Some studies in Europe and the United States have confirmed that knee injury is a powerful predictor of knee OA development. Most knee injuries involve ACL [anterior cruciate ligament and ACL rupture are usually associated with meniscus injury or medial collateral ligament tear.] ACL injuries occur after a two-wheeler accident, after a home and outdoor accident. ACL deficiency and meniscal rupture are often associated with early degenerative arthritis changes. Although it is unclear to what extent conventional surgery for ACL reconstruction can delay the onset of arthritis, some studies have shown that early ACL reconstruction and meniscus retention rather than meniscectomy provide the greatest protection. Patients undergoing partial or total meniscal resection are usually operated by a surgeon after a knee injury. Economic suture and meniscus implantation are methods of preventing osteoarthritis. The former surgery is available, but the early surgery has not yet begun early teething problems. The meniscus transplant facility was announced in Chennai last year, but no graft supply has yet been provided.

Mechanical environment of the synagogue

If the alignment and balance are not perfect or the pressure is more or less, you can easily understand how any joint or bearing wears quickly by knowing the condition of the car tire. The tread of the ty overload section wears more. The same analogy applies to the knee.

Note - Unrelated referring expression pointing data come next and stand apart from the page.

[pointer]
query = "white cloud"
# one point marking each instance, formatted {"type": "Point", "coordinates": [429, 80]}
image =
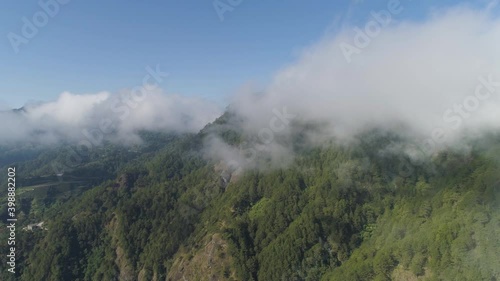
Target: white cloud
{"type": "Point", "coordinates": [116, 116]}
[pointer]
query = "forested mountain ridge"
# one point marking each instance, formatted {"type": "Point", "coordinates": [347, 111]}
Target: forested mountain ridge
{"type": "Point", "coordinates": [336, 212]}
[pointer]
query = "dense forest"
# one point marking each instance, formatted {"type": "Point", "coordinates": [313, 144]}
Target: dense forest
{"type": "Point", "coordinates": [338, 211]}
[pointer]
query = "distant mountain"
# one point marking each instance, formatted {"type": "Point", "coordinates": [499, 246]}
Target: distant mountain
{"type": "Point", "coordinates": [164, 211]}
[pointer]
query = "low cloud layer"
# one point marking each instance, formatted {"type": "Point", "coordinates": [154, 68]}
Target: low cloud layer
{"type": "Point", "coordinates": [117, 117]}
{"type": "Point", "coordinates": [442, 74]}
{"type": "Point", "coordinates": [436, 80]}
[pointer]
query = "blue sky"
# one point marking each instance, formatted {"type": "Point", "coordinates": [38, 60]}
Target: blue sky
{"type": "Point", "coordinates": [91, 46]}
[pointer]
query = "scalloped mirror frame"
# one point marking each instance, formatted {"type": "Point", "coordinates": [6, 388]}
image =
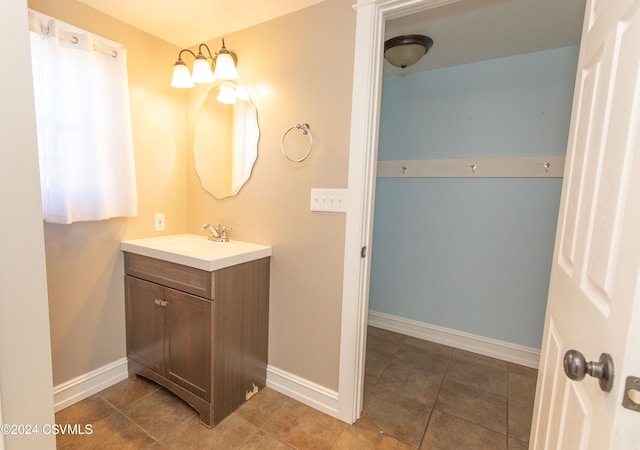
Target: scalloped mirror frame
{"type": "Point", "coordinates": [225, 144]}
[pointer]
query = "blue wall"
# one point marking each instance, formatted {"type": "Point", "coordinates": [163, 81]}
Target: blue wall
{"type": "Point", "coordinates": [472, 254]}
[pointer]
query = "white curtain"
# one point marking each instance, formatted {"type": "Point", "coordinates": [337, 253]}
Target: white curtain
{"type": "Point", "coordinates": [85, 144]}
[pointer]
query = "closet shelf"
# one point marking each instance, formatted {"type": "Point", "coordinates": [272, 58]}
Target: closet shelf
{"type": "Point", "coordinates": [505, 167]}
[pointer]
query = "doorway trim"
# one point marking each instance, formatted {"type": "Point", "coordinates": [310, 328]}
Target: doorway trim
{"type": "Point", "coordinates": [371, 16]}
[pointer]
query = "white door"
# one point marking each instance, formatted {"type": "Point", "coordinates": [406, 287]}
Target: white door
{"type": "Point", "coordinates": [594, 295]}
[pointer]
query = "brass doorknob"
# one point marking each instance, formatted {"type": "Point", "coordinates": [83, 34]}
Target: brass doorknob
{"type": "Point", "coordinates": [576, 367]}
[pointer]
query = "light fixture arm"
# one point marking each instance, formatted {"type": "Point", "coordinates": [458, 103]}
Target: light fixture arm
{"type": "Point", "coordinates": [185, 50]}
{"type": "Point", "coordinates": [224, 50]}
{"type": "Point", "coordinates": [208, 50]}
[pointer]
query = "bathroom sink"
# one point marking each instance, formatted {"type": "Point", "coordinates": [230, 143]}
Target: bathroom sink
{"type": "Point", "coordinates": [196, 251]}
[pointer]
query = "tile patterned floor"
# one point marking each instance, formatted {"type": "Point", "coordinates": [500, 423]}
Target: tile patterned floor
{"type": "Point", "coordinates": [417, 395]}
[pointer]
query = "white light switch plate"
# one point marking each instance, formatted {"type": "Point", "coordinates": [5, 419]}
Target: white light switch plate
{"type": "Point", "coordinates": [159, 221]}
{"type": "Point", "coordinates": [329, 200]}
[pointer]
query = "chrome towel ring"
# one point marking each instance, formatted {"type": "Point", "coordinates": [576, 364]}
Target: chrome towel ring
{"type": "Point", "coordinates": [305, 129]}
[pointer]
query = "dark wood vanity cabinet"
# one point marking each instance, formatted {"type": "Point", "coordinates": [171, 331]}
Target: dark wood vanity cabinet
{"type": "Point", "coordinates": [202, 335]}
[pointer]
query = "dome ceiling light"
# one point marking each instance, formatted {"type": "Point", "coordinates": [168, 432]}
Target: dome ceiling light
{"type": "Point", "coordinates": [404, 51]}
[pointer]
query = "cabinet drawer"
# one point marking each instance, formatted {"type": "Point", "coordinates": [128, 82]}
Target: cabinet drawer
{"type": "Point", "coordinates": [184, 278]}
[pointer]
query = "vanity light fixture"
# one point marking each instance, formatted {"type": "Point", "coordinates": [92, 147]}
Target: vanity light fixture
{"type": "Point", "coordinates": [404, 51]}
{"type": "Point", "coordinates": [206, 69]}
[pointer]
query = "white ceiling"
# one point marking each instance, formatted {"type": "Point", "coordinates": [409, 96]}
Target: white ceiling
{"type": "Point", "coordinates": [186, 23]}
{"type": "Point", "coordinates": [463, 32]}
{"type": "Point", "coordinates": [477, 30]}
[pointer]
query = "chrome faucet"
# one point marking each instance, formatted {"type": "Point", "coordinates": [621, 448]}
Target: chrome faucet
{"type": "Point", "coordinates": [217, 232]}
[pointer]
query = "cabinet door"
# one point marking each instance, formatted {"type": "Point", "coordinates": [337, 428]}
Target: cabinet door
{"type": "Point", "coordinates": [145, 323]}
{"type": "Point", "coordinates": [188, 342]}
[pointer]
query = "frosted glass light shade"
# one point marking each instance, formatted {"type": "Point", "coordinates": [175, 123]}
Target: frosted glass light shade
{"type": "Point", "coordinates": [202, 70]}
{"type": "Point", "coordinates": [227, 94]}
{"type": "Point", "coordinates": [242, 93]}
{"type": "Point", "coordinates": [225, 67]}
{"type": "Point", "coordinates": [404, 51]}
{"type": "Point", "coordinates": [181, 76]}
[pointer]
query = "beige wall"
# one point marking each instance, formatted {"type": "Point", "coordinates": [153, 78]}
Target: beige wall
{"type": "Point", "coordinates": [84, 263]}
{"type": "Point", "coordinates": [299, 68]}
{"type": "Point", "coordinates": [25, 357]}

A bent knee like the one shown will grind faster. Increasing joint relaxation is accompanied by the contribution of age to OA.

muscle power

It is well known that the quadriceps of OA patients are weak. It is hypothesized that the decline in muscle strength is the result of disuse atrophy secondary to knee pain; although it has recently been noted that many patients with asymptomatic knee arthritis are weaker. Therefore, it is meaningful to develop thigh muscles to prevent arthritis or to improve their post-developmental symptoms, but it should be noted that increasing muscle strength does not prevent the progression of the disease.

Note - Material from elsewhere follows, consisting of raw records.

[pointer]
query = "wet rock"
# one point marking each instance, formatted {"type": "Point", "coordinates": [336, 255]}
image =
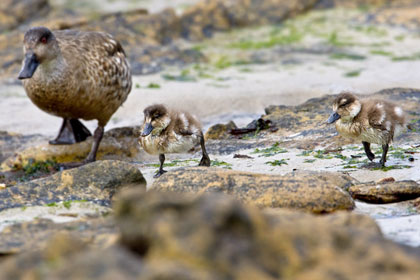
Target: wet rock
{"type": "Point", "coordinates": [97, 181]}
{"type": "Point", "coordinates": [223, 238]}
{"type": "Point", "coordinates": [317, 192]}
{"type": "Point", "coordinates": [15, 12]}
{"type": "Point", "coordinates": [12, 142]}
{"type": "Point", "coordinates": [203, 19]}
{"type": "Point", "coordinates": [220, 131]}
{"type": "Point", "coordinates": [34, 235]}
{"type": "Point", "coordinates": [118, 143]}
{"type": "Point", "coordinates": [68, 257]}
{"type": "Point", "coordinates": [386, 192]}
{"type": "Point", "coordinates": [348, 220]}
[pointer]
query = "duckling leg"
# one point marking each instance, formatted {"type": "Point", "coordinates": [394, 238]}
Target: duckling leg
{"type": "Point", "coordinates": [205, 160]}
{"type": "Point", "coordinates": [368, 152]}
{"type": "Point", "coordinates": [161, 171]}
{"type": "Point", "coordinates": [97, 137]}
{"type": "Point", "coordinates": [71, 131]}
{"type": "Point", "coordinates": [384, 152]}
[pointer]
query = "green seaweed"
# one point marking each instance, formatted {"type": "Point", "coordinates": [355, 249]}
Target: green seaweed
{"type": "Point", "coordinates": [271, 151]}
{"type": "Point", "coordinates": [347, 56]}
{"type": "Point", "coordinates": [221, 163]}
{"type": "Point", "coordinates": [277, 162]}
{"type": "Point", "coordinates": [275, 39]}
{"type": "Point", "coordinates": [352, 74]}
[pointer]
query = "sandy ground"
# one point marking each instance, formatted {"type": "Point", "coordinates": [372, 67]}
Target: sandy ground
{"type": "Point", "coordinates": [241, 92]}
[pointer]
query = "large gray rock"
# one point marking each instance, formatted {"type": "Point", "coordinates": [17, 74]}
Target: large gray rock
{"type": "Point", "coordinates": [97, 182]}
{"type": "Point", "coordinates": [319, 192]}
{"type": "Point", "coordinates": [221, 237]}
{"type": "Point", "coordinates": [34, 235]}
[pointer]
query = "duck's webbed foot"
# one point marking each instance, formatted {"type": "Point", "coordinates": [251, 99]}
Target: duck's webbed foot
{"type": "Point", "coordinates": [160, 171]}
{"type": "Point", "coordinates": [384, 153]}
{"type": "Point", "coordinates": [368, 152]}
{"type": "Point", "coordinates": [71, 131]}
{"type": "Point", "coordinates": [205, 160]}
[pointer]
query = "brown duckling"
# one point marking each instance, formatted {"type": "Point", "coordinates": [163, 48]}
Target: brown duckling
{"type": "Point", "coordinates": [368, 120]}
{"type": "Point", "coordinates": [75, 75]}
{"type": "Point", "coordinates": [170, 131]}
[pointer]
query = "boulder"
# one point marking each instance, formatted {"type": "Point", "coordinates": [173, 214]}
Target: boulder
{"type": "Point", "coordinates": [319, 192]}
{"type": "Point", "coordinates": [97, 181]}
{"type": "Point", "coordinates": [66, 256]}
{"type": "Point", "coordinates": [386, 192]}
{"type": "Point", "coordinates": [15, 12]}
{"type": "Point", "coordinates": [118, 143]}
{"type": "Point", "coordinates": [208, 16]}
{"type": "Point", "coordinates": [212, 236]}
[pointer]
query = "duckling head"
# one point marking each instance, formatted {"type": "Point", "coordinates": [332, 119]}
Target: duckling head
{"type": "Point", "coordinates": [156, 119]}
{"type": "Point", "coordinates": [39, 46]}
{"type": "Point", "coordinates": [346, 106]}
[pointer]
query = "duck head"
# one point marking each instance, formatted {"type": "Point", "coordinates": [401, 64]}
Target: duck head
{"type": "Point", "coordinates": [39, 46]}
{"type": "Point", "coordinates": [156, 119]}
{"type": "Point", "coordinates": [346, 106]}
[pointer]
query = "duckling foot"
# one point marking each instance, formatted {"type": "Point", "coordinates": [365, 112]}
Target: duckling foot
{"type": "Point", "coordinates": [159, 173]}
{"type": "Point", "coordinates": [71, 131]}
{"type": "Point", "coordinates": [368, 152]}
{"type": "Point", "coordinates": [205, 161]}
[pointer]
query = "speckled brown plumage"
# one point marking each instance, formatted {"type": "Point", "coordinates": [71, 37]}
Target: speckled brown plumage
{"type": "Point", "coordinates": [368, 120]}
{"type": "Point", "coordinates": [78, 75]}
{"type": "Point", "coordinates": [170, 131]}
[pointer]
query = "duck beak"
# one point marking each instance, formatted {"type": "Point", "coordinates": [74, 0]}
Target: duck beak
{"type": "Point", "coordinates": [30, 63]}
{"type": "Point", "coordinates": [148, 128]}
{"type": "Point", "coordinates": [333, 118]}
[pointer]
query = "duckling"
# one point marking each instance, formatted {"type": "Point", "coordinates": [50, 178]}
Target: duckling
{"type": "Point", "coordinates": [370, 121]}
{"type": "Point", "coordinates": [75, 75]}
{"type": "Point", "coordinates": [170, 131]}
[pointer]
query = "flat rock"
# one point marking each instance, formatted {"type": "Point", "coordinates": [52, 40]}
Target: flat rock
{"type": "Point", "coordinates": [97, 182]}
{"type": "Point", "coordinates": [34, 235]}
{"type": "Point", "coordinates": [228, 240]}
{"type": "Point", "coordinates": [317, 192]}
{"type": "Point", "coordinates": [386, 192]}
{"type": "Point", "coordinates": [118, 143]}
{"type": "Point", "coordinates": [73, 258]}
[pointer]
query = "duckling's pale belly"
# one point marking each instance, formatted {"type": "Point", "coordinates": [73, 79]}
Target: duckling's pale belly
{"type": "Point", "coordinates": [173, 143]}
{"type": "Point", "coordinates": [363, 133]}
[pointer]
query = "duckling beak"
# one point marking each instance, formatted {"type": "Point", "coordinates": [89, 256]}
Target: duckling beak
{"type": "Point", "coordinates": [148, 128]}
{"type": "Point", "coordinates": [333, 118]}
{"type": "Point", "coordinates": [30, 63]}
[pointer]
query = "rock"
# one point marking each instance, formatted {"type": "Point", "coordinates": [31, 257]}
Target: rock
{"type": "Point", "coordinates": [118, 143]}
{"type": "Point", "coordinates": [34, 235]}
{"type": "Point", "coordinates": [317, 192]}
{"type": "Point", "coordinates": [303, 126]}
{"type": "Point", "coordinates": [68, 257]}
{"type": "Point", "coordinates": [97, 181]}
{"type": "Point", "coordinates": [348, 220]}
{"type": "Point", "coordinates": [386, 192]}
{"type": "Point", "coordinates": [203, 19]}
{"type": "Point", "coordinates": [220, 131]}
{"type": "Point", "coordinates": [223, 238]}
{"type": "Point", "coordinates": [15, 12]}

In conclusion, knee osteoarthritis was once considered to be the inevitable result of aging and is now considered multifactorial due to various general and local factors such as age, genetic susceptibility, obesity, trauma and the mechanical properties of the joints. Caused by interaction. Traditional surgical treatment of OA "Total Knee Replacement" is the best long-term cost-effective solution. However, different affected patient populations may use other procedures, such as osteotomy to correct the alignment of bones around the knee, ACL reconstruction, cartilage surgery, and medication. They will not condemn patients for osteoarthritis at an earlier age and become candidates for total knee arthroplasty.